8. What to know for the PAID public launch later (not now, but plan for it)
Two Apple realities to design around before any public, paid App Store release. They do NOT affect the free beta, but decisions made now should not paint us into a corner:
- Guideline 4.2 (no thin wrappers): the public app must feel app-native. We are fine because we are adding offline audio, push, and a real player, but keep investing in those native touches rather than shipping a bare webview.
- In-app purchase (the money one): Apple requires that digital memberships and digital content sold INSIDE the iOS app go through Apple's in-app purchase, and Apple takes 15 to 30 percent. This shapes how we sell the Starter Kit and memberships: charge on the WEB (keep 100 percent, but cannot link to it from inside the iOS app per Apple's rules) versus sell via Apple IAP in-app (smoother conversion, Apple's cut). This is a real strategic decision for the paid launch and worth its own analysis when we get there. For the free beta it is a non-issue.
- Approach: wrap, do not rebuild. Capacitor turns our existing web apps into real iOS apps, distributed via TestFlight, on the one active developer account.
- Atlas is close: it is a wrap-and-ship of the live Studio/Atlas web app to INTERNAL testers (you, Sol, Colin), no Apple review, in your hands in days.
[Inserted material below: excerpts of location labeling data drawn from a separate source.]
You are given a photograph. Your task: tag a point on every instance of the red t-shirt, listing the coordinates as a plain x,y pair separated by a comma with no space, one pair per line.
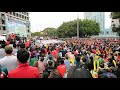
24,71
62,69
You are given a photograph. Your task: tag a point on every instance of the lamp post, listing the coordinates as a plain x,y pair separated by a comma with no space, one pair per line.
77,26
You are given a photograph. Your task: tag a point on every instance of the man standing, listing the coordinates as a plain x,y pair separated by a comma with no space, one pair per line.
9,61
24,70
62,68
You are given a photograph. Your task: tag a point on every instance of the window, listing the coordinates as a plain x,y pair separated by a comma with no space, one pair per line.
4,28
10,13
22,16
107,32
17,14
27,14
27,18
14,13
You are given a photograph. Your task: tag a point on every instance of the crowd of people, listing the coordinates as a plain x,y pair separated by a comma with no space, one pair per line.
73,58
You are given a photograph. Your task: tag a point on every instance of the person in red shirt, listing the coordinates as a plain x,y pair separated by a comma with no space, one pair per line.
62,68
24,70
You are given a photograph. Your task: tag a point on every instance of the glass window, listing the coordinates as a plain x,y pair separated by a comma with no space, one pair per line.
4,28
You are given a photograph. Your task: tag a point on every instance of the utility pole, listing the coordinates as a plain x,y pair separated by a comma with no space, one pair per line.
77,26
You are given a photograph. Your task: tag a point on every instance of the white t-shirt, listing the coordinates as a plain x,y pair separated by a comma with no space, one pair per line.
9,62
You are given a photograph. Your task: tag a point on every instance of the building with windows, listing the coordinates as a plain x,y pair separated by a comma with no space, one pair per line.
100,18
15,22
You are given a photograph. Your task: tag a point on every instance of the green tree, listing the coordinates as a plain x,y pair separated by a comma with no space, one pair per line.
116,15
86,28
50,31
35,34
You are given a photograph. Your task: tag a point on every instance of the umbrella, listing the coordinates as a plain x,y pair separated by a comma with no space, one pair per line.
75,72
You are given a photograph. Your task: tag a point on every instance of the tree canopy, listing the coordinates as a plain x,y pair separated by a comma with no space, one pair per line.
116,15
86,28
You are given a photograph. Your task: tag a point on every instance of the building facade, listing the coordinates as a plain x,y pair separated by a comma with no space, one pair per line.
15,22
97,16
100,18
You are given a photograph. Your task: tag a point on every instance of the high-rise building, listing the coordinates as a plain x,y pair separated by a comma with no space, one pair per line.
15,22
99,17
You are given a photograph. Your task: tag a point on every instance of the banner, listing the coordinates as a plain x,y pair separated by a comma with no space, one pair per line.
16,27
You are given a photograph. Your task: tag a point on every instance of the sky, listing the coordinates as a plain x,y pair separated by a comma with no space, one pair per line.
41,20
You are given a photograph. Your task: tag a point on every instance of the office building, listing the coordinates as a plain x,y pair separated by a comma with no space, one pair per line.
99,17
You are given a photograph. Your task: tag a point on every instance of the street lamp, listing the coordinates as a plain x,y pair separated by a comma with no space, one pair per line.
77,26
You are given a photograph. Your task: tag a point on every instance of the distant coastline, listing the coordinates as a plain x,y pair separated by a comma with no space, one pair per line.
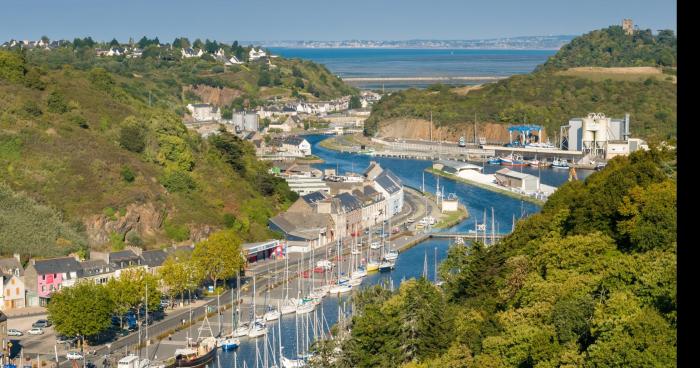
504,43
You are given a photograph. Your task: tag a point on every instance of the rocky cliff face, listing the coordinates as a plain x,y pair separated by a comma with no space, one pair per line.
144,220
406,128
212,95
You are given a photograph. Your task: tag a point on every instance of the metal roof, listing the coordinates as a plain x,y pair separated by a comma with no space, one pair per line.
514,174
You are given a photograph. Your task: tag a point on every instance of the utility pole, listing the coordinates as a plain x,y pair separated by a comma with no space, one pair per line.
493,229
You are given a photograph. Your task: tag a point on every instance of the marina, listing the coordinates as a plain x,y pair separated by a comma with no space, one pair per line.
298,330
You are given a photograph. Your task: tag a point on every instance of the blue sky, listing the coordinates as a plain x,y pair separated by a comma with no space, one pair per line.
228,20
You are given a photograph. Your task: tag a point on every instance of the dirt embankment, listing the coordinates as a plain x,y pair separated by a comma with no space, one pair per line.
213,95
407,128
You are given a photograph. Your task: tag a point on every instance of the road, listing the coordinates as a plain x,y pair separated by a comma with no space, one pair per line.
267,273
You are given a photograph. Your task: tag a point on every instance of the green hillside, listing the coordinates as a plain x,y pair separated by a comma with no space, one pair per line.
588,282
611,47
86,141
550,97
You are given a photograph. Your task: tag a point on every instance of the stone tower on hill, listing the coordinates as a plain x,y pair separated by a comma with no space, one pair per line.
628,26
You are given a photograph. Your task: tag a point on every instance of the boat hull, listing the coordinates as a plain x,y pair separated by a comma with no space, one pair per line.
194,363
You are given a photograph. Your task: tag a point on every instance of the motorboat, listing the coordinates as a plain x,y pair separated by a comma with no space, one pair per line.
560,164
386,266
195,357
289,306
228,343
359,273
493,160
272,314
391,255
259,329
242,330
292,363
306,307
513,160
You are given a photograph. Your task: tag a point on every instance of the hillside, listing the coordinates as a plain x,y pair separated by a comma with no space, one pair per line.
549,97
611,47
86,145
588,282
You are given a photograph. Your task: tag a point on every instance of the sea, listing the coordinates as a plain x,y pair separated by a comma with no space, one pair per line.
411,63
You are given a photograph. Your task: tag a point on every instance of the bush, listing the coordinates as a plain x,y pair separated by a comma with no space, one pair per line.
56,103
31,108
176,232
132,135
11,67
128,174
178,181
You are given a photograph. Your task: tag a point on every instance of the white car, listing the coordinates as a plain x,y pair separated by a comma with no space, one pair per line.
36,331
74,355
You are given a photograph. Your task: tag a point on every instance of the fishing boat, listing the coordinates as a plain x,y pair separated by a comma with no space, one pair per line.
228,343
493,160
306,306
386,266
196,356
341,288
391,255
513,160
292,363
272,314
289,306
258,329
560,164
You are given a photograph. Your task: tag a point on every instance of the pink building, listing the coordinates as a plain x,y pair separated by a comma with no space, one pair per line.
43,277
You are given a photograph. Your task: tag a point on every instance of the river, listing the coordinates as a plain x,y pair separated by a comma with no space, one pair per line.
410,263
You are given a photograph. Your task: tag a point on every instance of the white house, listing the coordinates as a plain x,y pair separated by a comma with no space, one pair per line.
256,54
204,112
189,53
115,51
296,146
13,294
391,188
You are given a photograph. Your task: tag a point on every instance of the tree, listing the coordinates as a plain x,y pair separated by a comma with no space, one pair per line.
11,67
84,309
132,135
219,257
179,274
355,102
56,103
128,291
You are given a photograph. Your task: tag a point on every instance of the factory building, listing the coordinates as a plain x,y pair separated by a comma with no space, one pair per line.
598,136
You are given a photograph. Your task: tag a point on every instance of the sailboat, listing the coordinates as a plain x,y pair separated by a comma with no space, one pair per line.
289,305
230,342
340,286
131,358
258,327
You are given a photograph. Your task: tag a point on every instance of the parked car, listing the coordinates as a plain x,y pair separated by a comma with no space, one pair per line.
42,323
36,331
74,355
62,339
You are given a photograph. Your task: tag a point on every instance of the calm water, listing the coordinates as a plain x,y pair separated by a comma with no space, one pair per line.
420,63
409,264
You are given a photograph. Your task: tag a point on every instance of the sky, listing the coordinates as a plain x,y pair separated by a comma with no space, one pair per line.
323,20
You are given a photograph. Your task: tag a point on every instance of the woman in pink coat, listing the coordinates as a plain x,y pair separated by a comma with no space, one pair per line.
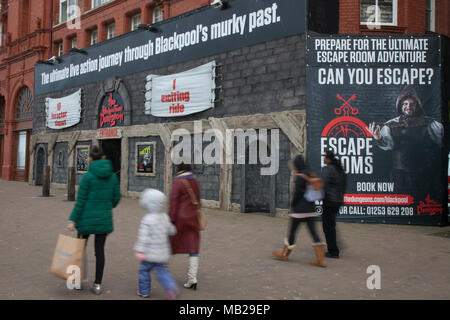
184,215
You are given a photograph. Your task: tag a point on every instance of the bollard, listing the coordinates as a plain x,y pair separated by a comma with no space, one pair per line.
71,184
46,182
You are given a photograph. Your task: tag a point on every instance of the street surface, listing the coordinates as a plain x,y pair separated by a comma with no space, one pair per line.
235,256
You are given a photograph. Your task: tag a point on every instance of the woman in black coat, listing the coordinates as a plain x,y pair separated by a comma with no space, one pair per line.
334,179
301,210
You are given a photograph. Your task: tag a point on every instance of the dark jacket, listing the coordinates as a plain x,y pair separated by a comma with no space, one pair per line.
183,214
98,193
299,203
334,185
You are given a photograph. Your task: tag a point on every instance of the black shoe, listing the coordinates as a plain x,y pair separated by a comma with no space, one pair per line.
191,286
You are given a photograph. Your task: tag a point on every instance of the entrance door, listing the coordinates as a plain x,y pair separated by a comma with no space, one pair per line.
40,163
113,151
1,155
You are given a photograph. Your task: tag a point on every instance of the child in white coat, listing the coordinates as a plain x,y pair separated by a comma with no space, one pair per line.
152,246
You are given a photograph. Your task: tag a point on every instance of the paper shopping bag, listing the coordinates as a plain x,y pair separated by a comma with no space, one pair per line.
68,252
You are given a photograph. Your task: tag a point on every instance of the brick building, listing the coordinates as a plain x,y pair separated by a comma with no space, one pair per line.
394,16
260,79
26,37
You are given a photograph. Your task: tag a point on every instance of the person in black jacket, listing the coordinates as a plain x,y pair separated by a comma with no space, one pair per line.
334,179
301,210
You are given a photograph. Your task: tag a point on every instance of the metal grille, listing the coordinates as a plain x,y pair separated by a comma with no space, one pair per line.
2,111
24,105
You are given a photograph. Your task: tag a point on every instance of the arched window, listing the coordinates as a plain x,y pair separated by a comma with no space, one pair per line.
24,104
2,110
Start it with the Claude Code brief in section 6b plus your few App Store Connect clicks in 6a.
- Affirmology v1 is a chain: backend, then starter audios, then the consumer front end, then the same wrap, then a one-day external Beta App Review. Settle the section 7a decisions and we sequence the build.
- Logins, simply: Apple ID + TestFlight to get the app; our magic-link (one email per person, reused on both sides) to get into the content. Our login is the real gate.
- Tell me your answers (or edits) to the Atlas decisions in section 6c and the Affirmology decisions in section 7a. Even rough answers let us start.
- For Atlas now: confirm the bundle id
ai.affirmology.atlas and the name "Atlas," then paste the section 6b brief into a Claude Code window on your Mac.
- In parallel, in App Store Connect (https://appstoreconnect.apple.com): go to Users and Access and add Sol and Colin by their Apple ID emails so they can be internal testers.
- Gather the beta cohort emails (the same emails will serve TestFlight invites and our magic-link allowlist) so they are ready when Affirmology v1 is built.
- I will then produce the Affirmology v1 build brief for Claude Code (backend + front end + wrap), mirroring the Atlas one, once your section 7a answers are in.